Key legislative developments
- The Paternity Leave and Benefit Act 2016 (“PLBA”) was signed into law on 2 August 2016, creating a new legal right to paternity leave in Ireland. Under the PLBA, paternity leave must be taken within 26 weeks of the birth/placement of the child.
- The commencement of the Spent Convictions Act 2016 (the “SCA”) and the National Vetting Bureau Acts 2012 - 2016 (the "NVBA") represented a significant legal development in Ireland. Under the SCA, where a person aged 18 years or older was convicted of an offence and seven years have passed, the conviction can be regarded as “spent” where the sentence imposed was for 12 months or less, the conviction was not for a sexual offence or for an offence which was tried in the Central Criminal Court. There are certain exceptions to the application of the SCA, including exceptions for employees who work with children or vulnerable persons. The NVBA make it a statutory requirement for all organisations conducting “relevant work” with children or vulnerable persons (which means any work or activities carried out by a person, a necessary and regular part of which consists mainly of the person having access to, or contact with, children or vulnerable persons) to vet their prospective employees or volunteers prior to their commencing relevant work.
Injunction granted under the Protected Disclosures Act 2014
Last summer saw two employees successfully secure an injunction in the Circuit Court preventing their dismissal, in one of the first high-profile cases under the Protected Disclosures Act 2014 (the “PDA”).

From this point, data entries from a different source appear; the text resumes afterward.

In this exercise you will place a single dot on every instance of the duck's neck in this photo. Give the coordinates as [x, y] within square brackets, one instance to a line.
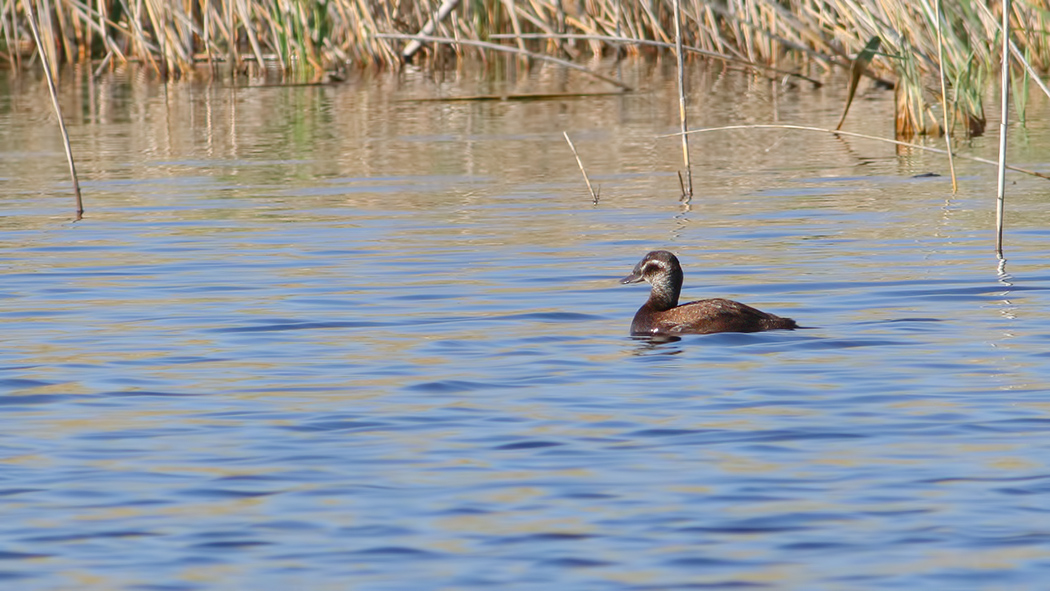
[666, 291]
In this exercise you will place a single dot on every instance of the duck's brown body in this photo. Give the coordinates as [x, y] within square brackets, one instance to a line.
[662, 315]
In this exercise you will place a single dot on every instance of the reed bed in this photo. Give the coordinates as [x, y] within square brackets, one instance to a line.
[313, 37]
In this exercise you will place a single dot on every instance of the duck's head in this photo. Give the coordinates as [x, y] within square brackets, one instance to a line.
[663, 271]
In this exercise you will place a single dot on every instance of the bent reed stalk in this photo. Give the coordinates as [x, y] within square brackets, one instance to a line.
[810, 37]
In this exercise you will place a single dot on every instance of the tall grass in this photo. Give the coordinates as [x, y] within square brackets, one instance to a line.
[315, 36]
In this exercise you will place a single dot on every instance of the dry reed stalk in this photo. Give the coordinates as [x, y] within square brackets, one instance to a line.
[688, 194]
[581, 164]
[856, 70]
[944, 101]
[1003, 126]
[497, 47]
[862, 135]
[688, 48]
[58, 109]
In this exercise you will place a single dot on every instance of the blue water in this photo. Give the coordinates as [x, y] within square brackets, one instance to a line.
[320, 338]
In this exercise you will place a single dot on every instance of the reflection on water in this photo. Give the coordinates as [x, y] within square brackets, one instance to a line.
[319, 337]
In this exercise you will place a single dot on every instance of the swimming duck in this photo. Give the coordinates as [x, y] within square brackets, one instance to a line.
[662, 315]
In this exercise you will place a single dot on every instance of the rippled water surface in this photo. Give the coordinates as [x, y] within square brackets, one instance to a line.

The case involved two employees of Lifeline Ambulance Service who alleged that they were made redundant as a result of having made a protected disclosure to the Revenue Commissioners. They issued unfair dismissal proceedings in the WRC and applied to the Circuit Court under the PDA for reinstatement, pending the hearing of their unfair dismissal cases.
The Circuit Court held that, while it was not satisfied that the employees’ dismissals were wholly or mainly due to the fact that they had made a protected disclosure, they had met the threshold of establishing that there were substantial grounds for contending their dismissals were wholly or mainly due to the protected disclosure. In circumstances where Lifeline Ambulance Service was unwilling to reinstate the employees, and the employees had reasonably rejected offers of re-engagement, the Court ordered that their salaries be paid until the hearing of their unfair dismissal claims by the WRC.
What’s on the horizon for 2017?
Increase in National Minimum Wage
The Low Pay Commission was established in 2015 following the enactment of the National Minimum Wage (Low Pay Commission) Act 2015. The Commission examines and makes recommendations to the Government as to the appropriate level of the national minimum wage on an annual basis. From 1 January 2017, the national minimum wage increased from €9.15 to €9.25 per hour in line with the Commission’s recommendations.
Competition (Amendment) Bill 2016
The Competition (Amendment) Bill 2016 permits certain groups of self-employed individuals to lawfully engage in collective bargaining. At present, such activity is deemed anti-competitive and in breach of section 4 of the Competition Act 2002, which prohibits collective bargaining by contractors. As currently drafted, the Bill provides that certain actors, freelance journalists and musicians will be automatically exempted from section 4 of the Competition Act 2002, while other self-employed workers may apply to the Minister for the exemption. This is likely to have significant implications for such self-employed contractors and the businesses which engage them.